IEEE Trans Pattern Anal Mach Intell. 2020 Sep;42(9):2165-2178. doi: 10.1109/TPAMI.2019.2914392. Epub 2019 May 2.
Memorability of an image is a characteristic determined by the human observers' ability to remember images they have seen. Yet recent work on image memorability defines it as an intrinsic property that can be obtained independent of the observer. The current study aims to enhance our understanding and prediction of image memorability, improving upon existing approaches by incorporating the properties of cumulative human annotations. We propose a new concept called the Visual Memory Schema (VMS) referring to an organization of image components human observers share when encoding and recognizing images. The concept of VMS is operationalised by asking human observers to define memorable regions of images they were asked to remember during an episodic memory test. We then statistically assess the consistency of VMSs across observers for either correctly or incorrectly recognised images. The associations of the VMSs with eye fixations and saliency are analysed separately as well. Lastly, we adapt various deep learning architectures for the reconstruction and prediction of memorable regions in images and analyse the results when using transfer learning at the outputs of different convolutional network layers.

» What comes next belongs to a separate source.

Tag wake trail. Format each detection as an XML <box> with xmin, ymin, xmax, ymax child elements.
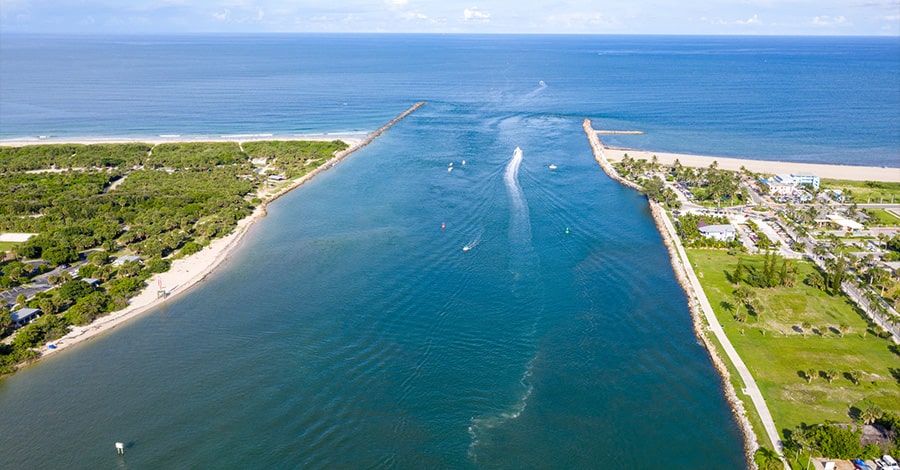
<box><xmin>468</xmin><ymin>147</ymin><xmax>543</xmax><ymax>462</ymax></box>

图像的可记性是由人类观察者记住他们所看到的图像的能力决定的一个特征。然而,最近关于图像可记性的研究将其定义为一种可以独立于观察者获得的内在属性。本研究旨在通过整合累积人类注释的特性,来增强我们对图像可记性的理解和预测。我们提出了一个新的概念,称为视觉记忆模式(VMS),指的是人类观察者在对图像进行编码和识别时共享的图像组件的组织方式。VMS 的概念是通过要求人类观察者定义他们在情节记忆测试中被要求记住的图像的可记忆区域来实现的。然后,我们统计评估观察者对正确或错误识别的图像的 VMS 一致性。还分别分析了 VMS 与眼动和显著度的关联。最后,我们为图像中可记忆区域的重建和预测改编了各种深度学习架构,并分析了在不同卷积网络层的输出处使用迁移学习时的结果。